Matteüs 23:1-12
 Het is al weer een aantal jaren geleden dat vakbondsvrouw en politica Karin Adelmund werd gecremeerd. Zij kwam in 2005 plotseling te overlijden. Een hartaanval. Dat overkomt ons. Mensen zoals Karin Adelmund werken te hard en leven te ongezond. Ze was kamerlid voor de Partij van de Arbeid. Ze was staatssecretaris geweest en daarvoor ook vice voorzitster van de FNV. Voor echt bewogen en betrokken mensen een uitermate ongezond leven. Want na een vergadering kunnen de brieven nog even getekend worden, en voordat vergaderingen beginnen kunnen de stukken nog even doorgenomen worden. En tijdens het eten kan er overlegd worden met de medewerkenden. En als je dan ’s avonds laat thuiskomt is er nog aandacht voor de andere gezinsleden. Van zo’n leven slijt je hart. Ontspannen, bewegen, lol, het schiet er allemaal te vaak en te veel bij in.

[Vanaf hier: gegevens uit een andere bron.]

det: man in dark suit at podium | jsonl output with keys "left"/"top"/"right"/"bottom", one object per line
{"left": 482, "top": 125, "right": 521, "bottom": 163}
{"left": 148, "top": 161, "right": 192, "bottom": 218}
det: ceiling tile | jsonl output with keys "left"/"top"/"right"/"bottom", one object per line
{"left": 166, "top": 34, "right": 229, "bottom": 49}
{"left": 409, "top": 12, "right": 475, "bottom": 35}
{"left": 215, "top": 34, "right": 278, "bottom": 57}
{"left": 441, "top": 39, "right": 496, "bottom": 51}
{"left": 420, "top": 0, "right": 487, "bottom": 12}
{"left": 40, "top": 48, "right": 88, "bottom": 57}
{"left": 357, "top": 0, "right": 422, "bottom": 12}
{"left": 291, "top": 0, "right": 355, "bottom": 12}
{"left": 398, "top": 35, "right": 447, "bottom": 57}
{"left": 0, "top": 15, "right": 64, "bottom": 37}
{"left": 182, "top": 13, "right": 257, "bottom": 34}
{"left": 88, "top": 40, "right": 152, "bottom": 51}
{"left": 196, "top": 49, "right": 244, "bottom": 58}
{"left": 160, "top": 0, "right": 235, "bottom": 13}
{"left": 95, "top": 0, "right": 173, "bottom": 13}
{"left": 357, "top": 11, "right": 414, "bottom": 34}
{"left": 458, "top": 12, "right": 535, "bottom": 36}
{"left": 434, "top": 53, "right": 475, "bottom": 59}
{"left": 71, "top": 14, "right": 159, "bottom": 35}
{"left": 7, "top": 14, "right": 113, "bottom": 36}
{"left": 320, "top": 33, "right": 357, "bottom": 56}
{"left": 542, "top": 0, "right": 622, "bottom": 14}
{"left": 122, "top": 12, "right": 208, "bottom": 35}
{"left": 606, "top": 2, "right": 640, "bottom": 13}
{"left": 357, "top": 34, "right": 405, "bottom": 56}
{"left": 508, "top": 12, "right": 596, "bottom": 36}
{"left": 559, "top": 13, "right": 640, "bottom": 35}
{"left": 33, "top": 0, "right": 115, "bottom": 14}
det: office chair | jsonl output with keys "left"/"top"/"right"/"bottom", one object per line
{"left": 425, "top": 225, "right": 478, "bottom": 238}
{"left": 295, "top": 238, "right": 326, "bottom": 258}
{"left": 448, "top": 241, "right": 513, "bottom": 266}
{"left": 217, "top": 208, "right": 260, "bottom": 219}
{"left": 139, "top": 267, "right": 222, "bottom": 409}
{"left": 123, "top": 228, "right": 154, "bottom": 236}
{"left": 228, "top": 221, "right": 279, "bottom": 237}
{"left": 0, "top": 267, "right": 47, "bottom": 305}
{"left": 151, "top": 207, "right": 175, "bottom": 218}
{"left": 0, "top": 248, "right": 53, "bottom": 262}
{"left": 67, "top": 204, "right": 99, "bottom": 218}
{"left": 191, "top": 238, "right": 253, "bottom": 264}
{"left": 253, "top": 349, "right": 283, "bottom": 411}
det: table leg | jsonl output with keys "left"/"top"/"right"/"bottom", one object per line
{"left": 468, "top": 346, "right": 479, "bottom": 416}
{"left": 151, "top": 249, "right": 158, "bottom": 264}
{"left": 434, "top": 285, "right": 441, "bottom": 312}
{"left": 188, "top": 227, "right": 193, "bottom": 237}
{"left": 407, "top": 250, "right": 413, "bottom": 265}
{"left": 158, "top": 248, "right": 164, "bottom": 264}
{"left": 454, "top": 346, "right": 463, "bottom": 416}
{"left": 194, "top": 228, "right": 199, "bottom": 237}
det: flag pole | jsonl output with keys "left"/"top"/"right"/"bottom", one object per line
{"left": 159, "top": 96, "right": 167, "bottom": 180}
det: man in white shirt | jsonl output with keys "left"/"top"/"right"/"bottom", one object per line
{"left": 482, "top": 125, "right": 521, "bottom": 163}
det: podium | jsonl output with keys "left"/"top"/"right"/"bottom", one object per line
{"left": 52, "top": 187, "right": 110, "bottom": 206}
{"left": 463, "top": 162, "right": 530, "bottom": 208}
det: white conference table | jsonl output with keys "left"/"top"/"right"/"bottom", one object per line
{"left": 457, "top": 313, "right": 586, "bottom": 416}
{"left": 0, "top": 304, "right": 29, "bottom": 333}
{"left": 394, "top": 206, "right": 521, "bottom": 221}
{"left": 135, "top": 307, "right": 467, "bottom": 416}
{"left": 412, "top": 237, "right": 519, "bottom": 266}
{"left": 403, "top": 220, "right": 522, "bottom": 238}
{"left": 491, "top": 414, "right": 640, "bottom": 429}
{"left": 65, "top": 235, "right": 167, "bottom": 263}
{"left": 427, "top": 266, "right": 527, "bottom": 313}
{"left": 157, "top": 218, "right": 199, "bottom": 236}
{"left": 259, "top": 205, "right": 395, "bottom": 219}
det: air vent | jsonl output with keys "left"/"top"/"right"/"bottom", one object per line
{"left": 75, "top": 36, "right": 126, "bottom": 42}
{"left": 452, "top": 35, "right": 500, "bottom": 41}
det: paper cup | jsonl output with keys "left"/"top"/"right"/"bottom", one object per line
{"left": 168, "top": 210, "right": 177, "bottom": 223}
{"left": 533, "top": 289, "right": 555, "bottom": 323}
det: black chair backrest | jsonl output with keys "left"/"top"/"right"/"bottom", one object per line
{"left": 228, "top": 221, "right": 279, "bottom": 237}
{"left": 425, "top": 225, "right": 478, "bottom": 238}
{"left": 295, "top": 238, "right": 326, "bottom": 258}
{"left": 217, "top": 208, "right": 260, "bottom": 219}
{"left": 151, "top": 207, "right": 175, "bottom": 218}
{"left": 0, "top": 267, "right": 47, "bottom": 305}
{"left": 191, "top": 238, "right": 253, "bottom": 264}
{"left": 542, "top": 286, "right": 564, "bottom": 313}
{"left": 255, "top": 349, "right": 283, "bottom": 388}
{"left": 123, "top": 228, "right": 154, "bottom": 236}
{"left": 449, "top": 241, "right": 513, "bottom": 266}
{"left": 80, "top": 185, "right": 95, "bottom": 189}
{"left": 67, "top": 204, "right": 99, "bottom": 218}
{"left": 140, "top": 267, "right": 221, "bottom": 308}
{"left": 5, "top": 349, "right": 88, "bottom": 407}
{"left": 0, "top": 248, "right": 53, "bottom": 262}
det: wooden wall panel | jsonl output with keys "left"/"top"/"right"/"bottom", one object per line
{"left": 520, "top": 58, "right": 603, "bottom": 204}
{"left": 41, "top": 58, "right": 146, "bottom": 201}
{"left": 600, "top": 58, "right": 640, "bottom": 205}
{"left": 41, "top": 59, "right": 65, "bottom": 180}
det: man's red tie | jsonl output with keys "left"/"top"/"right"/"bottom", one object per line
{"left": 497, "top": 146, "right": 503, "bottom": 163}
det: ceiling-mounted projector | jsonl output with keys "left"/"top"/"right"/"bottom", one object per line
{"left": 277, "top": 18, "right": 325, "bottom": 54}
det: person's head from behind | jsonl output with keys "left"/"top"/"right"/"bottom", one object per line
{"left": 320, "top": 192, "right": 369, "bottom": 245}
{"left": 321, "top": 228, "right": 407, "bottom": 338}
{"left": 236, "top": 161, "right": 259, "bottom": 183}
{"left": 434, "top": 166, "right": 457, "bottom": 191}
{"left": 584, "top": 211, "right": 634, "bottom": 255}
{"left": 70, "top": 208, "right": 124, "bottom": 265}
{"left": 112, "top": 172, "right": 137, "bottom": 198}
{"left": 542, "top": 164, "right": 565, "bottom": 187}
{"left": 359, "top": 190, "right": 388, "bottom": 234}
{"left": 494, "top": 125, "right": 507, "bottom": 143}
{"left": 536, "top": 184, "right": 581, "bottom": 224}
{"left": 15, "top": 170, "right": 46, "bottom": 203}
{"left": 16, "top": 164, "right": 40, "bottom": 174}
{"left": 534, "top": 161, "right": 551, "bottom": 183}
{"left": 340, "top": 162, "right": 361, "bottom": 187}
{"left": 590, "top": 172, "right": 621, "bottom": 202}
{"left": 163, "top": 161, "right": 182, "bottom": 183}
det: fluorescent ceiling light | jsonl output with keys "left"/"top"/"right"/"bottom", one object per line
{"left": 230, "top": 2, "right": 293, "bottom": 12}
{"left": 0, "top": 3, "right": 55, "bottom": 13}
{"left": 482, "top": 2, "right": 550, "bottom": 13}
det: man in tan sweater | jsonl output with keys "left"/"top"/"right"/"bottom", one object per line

Karin Adelmund was een bewogen vrouw. Bewogen met de armsten in de samenleving, met mensen die door ziekte en handicap niet meer aan het arbeidsproces kunnen deelnemen. Voor die mensen stond ze op de bres. Bij het afscheid dat van haar genomen werd in de Amsterdamse Kerk de Duif sprak ook Minister President Balkenende. “Ze stond voor een goede zaak” was het thema van zijn toespraak. En bij het lezen van het bovenstaande Bijbelgedeelte kun je aan die toespraak denken. Dat wat Jezus van Nazareth over de Farizeeën en Schriftgeleerden zegt leek wel op maat gesneden voor Jan Peter de minister-president. Jan Peter had natuurlijk gelijk. Karin Adelmund stond zeker voor een goede zaak. De zorg voor zieken, gehandicapten, armen en zwakken. Een zorg die zo zorgvuldig door het eerste kabinet van Jan Peter werd afgebroken en wat voortgezet wordt door het huidige kabinet Rutte. Op de hoeken van de straten staan ze te pronken met hun goedheid de leiders als Rutte en Samsom.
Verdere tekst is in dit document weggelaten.